The Government anticipates the AstraZeneca Covid-19 vaccine could be available from June, while a decision on the Janssen vaccine could be weeks away. 

Both vaccines have been in the Medsafe approval queue after more information was requested from the vaccine companies. 

Director-General of Health Dr Ashley Bloomfield announced on April 7 the Johnson & Johnson vaccine Janssen was being assessed by the country's medical regulator, Medsafe. The process was to begin on April 14 and Bloomfield anticipated advice for use of the vaccine would be provided two days later.

Once advice is received, sign-off must be sought from a ministerial group before vaccines can be rolled out.  

However, a day after the process began Medsafe sought additional data.

Asked today for an update on this, Bloomfield said it could now be several weeks before advice for Janssen is given by Medsafe. 

"Two to three weeks is when they expect to have the information back on the Janssen vaccine, and then that will help to inform a decision around the approval for that vaccine," he said. 

On AstraZeneca, Associate Health Minister Ayesha Verrall said she anticipated "that it will be able to be on track for June".

"Of course if concerns come up between now and then they will have to be worked through."

"It is not just a matter of Medsafe saying it is safe, it is a matter of there also being a considered clinical approach to which population in New Zealand would be best to have it and about the timing."

Medsafe New Zealand group manager Chris James told 1 NEWS Medsafe received the AstraZeneca application for its Covid-19 vaccine on January 29. 

"This application included the first tranche of information from AstraZeneca as part of a rolling application.

"A rolling application is a streamlined process that enables Medsafe to promptly review and assess applications for Covid-19 vaccines destined for use in New Zealand," he said. 

He said Medsafe received the most recent tranche of data from AstraZeneca on March 19. Medsafe requested more information from AstraZeneca on April 16. 

According to the Johns Hopkins Center for Health Security, the European Medicines Agency recommended including a warning with the AstraZeneca vaccine of unusual blood clots with low blood platelets - but emphasised it was very rare and said the prevention of Covid-19 outweighed the risk of adverse effects. 

The AstraZeneca vaccine also faced issues in its roll out to Australia from Europe.

It saw Prime Minister Jacinda Ardern criticise protectionism over the vaccines. 

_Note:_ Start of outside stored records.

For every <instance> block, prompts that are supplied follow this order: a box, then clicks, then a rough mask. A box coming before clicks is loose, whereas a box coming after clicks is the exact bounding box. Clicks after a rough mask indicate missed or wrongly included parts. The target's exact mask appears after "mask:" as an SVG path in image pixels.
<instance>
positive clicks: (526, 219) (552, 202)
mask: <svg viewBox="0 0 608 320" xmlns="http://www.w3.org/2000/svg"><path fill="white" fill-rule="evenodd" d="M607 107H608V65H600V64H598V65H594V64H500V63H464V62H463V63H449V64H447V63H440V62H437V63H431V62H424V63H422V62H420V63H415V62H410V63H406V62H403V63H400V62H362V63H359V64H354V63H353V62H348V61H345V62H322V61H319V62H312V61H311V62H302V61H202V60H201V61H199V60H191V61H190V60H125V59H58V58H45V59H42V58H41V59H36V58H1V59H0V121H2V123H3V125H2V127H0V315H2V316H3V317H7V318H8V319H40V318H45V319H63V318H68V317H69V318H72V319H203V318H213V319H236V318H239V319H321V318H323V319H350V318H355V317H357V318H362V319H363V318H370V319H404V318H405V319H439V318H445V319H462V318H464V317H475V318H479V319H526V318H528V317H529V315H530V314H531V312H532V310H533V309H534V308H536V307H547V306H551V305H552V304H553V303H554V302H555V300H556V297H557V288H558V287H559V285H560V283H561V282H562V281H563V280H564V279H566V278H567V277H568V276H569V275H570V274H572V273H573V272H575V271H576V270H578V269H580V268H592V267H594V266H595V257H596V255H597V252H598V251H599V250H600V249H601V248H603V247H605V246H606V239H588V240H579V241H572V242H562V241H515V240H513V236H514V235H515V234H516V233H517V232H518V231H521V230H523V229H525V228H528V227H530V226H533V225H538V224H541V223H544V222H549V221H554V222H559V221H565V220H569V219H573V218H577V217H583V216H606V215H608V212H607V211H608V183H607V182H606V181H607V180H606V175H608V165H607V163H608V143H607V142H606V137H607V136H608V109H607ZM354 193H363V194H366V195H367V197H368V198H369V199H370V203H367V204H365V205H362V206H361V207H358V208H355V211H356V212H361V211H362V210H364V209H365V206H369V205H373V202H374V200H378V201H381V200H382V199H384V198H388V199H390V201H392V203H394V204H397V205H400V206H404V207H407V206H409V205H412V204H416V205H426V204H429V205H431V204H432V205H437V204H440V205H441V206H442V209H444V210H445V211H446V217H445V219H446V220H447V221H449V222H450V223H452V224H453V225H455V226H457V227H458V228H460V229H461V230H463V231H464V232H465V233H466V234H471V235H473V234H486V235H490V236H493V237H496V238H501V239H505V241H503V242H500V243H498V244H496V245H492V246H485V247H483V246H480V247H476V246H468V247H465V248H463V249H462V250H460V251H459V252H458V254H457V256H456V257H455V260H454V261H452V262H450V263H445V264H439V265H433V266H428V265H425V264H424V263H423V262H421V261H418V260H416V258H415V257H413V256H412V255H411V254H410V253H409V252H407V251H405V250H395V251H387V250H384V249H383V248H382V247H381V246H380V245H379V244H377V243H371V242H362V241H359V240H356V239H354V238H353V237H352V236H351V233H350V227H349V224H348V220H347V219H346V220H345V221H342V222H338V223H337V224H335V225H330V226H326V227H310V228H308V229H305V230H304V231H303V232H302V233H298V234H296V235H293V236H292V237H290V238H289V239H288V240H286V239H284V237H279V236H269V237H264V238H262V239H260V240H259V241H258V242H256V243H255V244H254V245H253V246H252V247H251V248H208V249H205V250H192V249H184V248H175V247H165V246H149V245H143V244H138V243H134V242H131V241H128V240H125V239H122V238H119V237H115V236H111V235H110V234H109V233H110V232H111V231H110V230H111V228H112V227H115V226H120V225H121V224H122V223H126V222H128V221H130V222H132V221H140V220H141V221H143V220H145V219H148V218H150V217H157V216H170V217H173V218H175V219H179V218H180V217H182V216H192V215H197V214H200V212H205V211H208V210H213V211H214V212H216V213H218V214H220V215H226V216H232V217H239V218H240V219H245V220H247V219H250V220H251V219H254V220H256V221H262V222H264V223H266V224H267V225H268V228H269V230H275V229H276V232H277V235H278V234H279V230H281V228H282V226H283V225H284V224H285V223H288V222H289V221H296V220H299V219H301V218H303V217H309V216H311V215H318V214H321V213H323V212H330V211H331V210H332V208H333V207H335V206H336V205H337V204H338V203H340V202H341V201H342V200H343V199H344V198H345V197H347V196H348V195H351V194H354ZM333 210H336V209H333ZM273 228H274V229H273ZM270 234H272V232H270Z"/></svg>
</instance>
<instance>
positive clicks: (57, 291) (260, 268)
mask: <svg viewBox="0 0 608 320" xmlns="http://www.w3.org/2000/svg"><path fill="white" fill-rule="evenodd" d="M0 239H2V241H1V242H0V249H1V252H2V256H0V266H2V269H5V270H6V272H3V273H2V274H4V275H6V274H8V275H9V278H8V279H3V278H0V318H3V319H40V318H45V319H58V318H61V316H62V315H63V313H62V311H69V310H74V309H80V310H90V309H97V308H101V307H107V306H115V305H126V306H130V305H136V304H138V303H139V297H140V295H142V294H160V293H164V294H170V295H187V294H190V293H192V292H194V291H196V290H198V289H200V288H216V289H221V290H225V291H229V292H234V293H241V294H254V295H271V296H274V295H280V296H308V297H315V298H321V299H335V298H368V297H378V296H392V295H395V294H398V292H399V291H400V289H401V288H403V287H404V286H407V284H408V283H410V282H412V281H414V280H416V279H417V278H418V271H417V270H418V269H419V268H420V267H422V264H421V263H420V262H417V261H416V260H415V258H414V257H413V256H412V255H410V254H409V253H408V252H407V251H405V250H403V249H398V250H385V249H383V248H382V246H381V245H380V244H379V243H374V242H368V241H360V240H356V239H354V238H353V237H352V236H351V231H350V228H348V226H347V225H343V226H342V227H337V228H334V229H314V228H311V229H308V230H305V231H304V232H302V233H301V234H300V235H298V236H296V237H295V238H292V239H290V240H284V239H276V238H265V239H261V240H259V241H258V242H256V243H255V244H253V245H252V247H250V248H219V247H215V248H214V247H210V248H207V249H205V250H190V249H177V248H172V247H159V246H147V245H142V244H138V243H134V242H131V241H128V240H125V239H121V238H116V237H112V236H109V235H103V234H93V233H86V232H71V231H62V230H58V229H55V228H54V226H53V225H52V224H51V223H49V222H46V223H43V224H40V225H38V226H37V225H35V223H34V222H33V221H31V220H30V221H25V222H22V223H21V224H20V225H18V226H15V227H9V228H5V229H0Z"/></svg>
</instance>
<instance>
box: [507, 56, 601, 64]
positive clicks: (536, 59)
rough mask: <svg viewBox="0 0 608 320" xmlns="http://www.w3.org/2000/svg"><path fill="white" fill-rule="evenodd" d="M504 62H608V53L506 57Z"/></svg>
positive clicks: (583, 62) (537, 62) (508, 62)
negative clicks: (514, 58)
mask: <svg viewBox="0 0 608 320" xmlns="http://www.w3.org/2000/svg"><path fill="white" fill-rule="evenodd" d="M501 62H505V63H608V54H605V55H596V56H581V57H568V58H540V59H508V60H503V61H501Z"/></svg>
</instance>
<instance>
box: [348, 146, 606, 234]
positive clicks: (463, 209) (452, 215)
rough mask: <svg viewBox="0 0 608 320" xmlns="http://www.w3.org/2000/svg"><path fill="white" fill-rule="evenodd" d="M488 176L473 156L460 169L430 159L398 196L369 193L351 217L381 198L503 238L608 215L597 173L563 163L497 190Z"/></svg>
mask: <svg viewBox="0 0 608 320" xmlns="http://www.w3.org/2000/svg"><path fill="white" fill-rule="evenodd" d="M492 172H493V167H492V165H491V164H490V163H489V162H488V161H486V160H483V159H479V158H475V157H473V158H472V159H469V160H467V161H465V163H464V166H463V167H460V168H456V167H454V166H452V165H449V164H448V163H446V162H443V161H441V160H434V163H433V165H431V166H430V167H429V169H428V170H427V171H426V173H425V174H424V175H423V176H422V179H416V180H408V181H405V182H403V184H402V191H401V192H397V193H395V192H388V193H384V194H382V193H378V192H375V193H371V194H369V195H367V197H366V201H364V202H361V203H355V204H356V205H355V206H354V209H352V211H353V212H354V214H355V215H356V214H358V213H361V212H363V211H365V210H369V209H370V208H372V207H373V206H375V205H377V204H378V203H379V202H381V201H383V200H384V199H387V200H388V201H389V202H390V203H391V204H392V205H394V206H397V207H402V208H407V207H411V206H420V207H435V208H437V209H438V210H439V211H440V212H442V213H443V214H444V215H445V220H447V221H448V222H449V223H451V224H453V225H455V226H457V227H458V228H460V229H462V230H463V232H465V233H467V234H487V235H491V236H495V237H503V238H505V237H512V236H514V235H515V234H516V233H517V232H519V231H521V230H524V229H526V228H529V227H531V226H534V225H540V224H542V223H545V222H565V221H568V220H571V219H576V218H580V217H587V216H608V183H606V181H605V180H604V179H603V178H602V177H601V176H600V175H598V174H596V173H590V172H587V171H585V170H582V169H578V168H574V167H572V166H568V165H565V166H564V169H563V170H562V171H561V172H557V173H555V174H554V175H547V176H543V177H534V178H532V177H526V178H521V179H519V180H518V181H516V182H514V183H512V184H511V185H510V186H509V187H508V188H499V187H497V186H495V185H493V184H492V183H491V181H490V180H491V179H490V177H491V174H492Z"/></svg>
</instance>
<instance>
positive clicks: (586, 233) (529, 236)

Earlier this year, more than 250,000 AstraZeneca vaccines were stopped using an export control system to ensure the company would adhere to its contracts in the EU. 

Italy requested the blocking of the vaccines, and the EU did not object. Associated Press reported Italy objected to the shipment due to the shortage and delay of vaccines in the EU, and did not consider Australia a vulnerable nation. 

AstraZeneca is one of four Covid-19 vaccine varieties secured by New Zealand.